Mir ist noch ein Wort von Frau Nickels in Erinnerung, die gesagt hat: Am Ende zählen nicht noble Absichten und Worte, am Ende zählen immer nur die Taten und Tatsachen.
Ich sehe dies durchaus im Zusammenhang mit der Entwicklung der jüngsten Vergangenheit. Die Aussage, die sie damals von außen übernommen und hier als ihre eigene vorgetragen hat, die lautete, daß die neuen Waffen zur Kriegführung hingehen, ist ja wohl eine Aussage, die im Lichte der jüngsten Entwicklung vielleicht auch von Frau Nickels noch einmal zu überdenken wäre. Für mich ist es jedenfalls schon eine erstaunliche Tatsache, daß die Bundesregierung heute diejenigen zur Fortführung einer bestimmten Politik auffordern, die diese Politik an einem ihrer entscheidenden Punkte mit aller Energie bekämpft haben.
Denn daß die Initiatoren dieser Aktuellen Stunde gegen den Doppelbeschluß der NATO waren und daß sie damit gegen die Voraussetzung waren, die jetzt dazu führt, daß es eine Null-Lösung auf beiden Seiten geben kann,
dies kann ja wohl auch heute in dieser Aktuellen Stunde niemand bestreiten.
Ich gehe gar nicht so weit, meine Damen und Herren, daß ich einen ausschließlichen Kausalzusammenhang zwischen dem damaligen Beschluß und der jüngsten Entwicklung herstellen will;
und ich gehe auch nicht so weit, daß ich bestreiten würde, daß es den Abgeordneten der Koalition ja auch nicht leichtgeworden ist, damals diesen Beschluß zu fassen.
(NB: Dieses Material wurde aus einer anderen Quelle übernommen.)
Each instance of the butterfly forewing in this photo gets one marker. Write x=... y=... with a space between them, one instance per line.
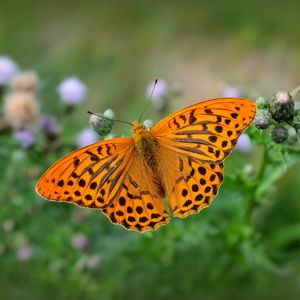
x=208 y=131
x=193 y=144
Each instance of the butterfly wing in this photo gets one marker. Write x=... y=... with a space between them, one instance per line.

Ich erkläre für mich persönlich ausdrücklich, daß ich zu denjenigen gehört habe, die diesen Beschluß nicht leichten Herzens gefaßt haben. Aber die Entwicklung, die wir seitdem erlebt haben, Herr Mechtersheimer, ist nun keine, weiß Gott keine Vorleistung der Sowjetunion, sondern ist eine Entwicklung, die nur möglich war, weil diese Koalition, weil die Bundesregierung eine exakte, eine berechenbare, eine kontinuierliche Politik betrieben hat.
Ich habe heute von dem Kollegen Voigt einige Äußerungen gehört, die ich gerne auch in der Debatte am 21. und 22. November 1983 gehört hätte.
Vielleicht wäre es auch für Sie gut, Herr Kollege Voigt, wenn Sie noch einmal nachlesen würden, was damals auf seiten der Opposition gesagt worden ist. Ich erkläre hier ausdrücklich: Die Bundesregierung und die Koalition halten fest an dem Ziel der beiderseitigen Null-Lösung. Wir machen kein Junktim, wir machen keine zusätzlichen Auflagen, wir treffen eine politische Entscheidung, die vom Westen ausgegangen ist. Die deutsche Initiative war Null-Lösung, die dann europäische Forderung geworden ist, die vom amerikanischen Präsidenten im November 1981 übernommen worden ist und die damit westliche Initiative war. Hier von Vorleistungen der Sowjetunion zu reden wäre ebenso falsch, wie wenn ich nicht ausdrücklich sagen würde: Ich begrüße die Tatsache, daß Gorbatschow auf die westliche Forderung eingeht und daß wir damit vor Entwicklungen stehen, auf die wir lange gewartet, auf die wir lange hingearbeitet haben und auf die wir auch weiter hinarbeiten sollten, wenn wir das Ziel erreichen wollen, das ich eingangs genannt habe: Frieden statt Nicht-Krieg, ein Leben ohne Angst und Bedrohung in unserem Land und Europa.